Created attachment 1744338 [details] ruby-3.0.0-a9a7f4d8b8.tar.xz Sorry I would upload the source file temporarily for now. I did want to upload it by `rhpkg import`, as it is a kind of the working source code.
> What port are you trying to bind to? Non-privileged ports should just work. Checking the source code, the port number is "0".

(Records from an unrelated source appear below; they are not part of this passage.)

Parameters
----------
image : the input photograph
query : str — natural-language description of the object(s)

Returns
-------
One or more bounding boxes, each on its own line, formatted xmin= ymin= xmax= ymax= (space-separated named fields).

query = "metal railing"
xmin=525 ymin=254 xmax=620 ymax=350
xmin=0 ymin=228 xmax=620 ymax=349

> > What port are you trying to bind to? Non-privileged ports should just work. > > Checking the source code, the port number is "0". Sorry "0" is wrong. "0" is used as a flag to chose the port number dynamically in the logic. It seems the "36657" and "39365" in the error log are the actual port number. * bind(2) for [::1]:36657 * bind(2) for [::1]:39365
I'll probably need a minimal reproducer. You seem to open the ports on ipv6, so I tried the equivalent command: nc -l 36657 -6 See the log http://coprbe.devel.redhat.com/results/praiskup/rh-ruby30/rhel-7-x86_64/00061477-dummy-pkg/builder-live.log.gz And the 'nc' seems to bind to 36657 just fine. So I can't reproduce easily. Could this be a problem in the ruby testsuite? I could give you a testing copr machine if you wanted to experiment manually with the copr builder, mock, etc. Ping me on IRC so we can handover the machine (I could try to debug personally, but it is a too tough task for me as I'm not familiar with the ruby testsuite).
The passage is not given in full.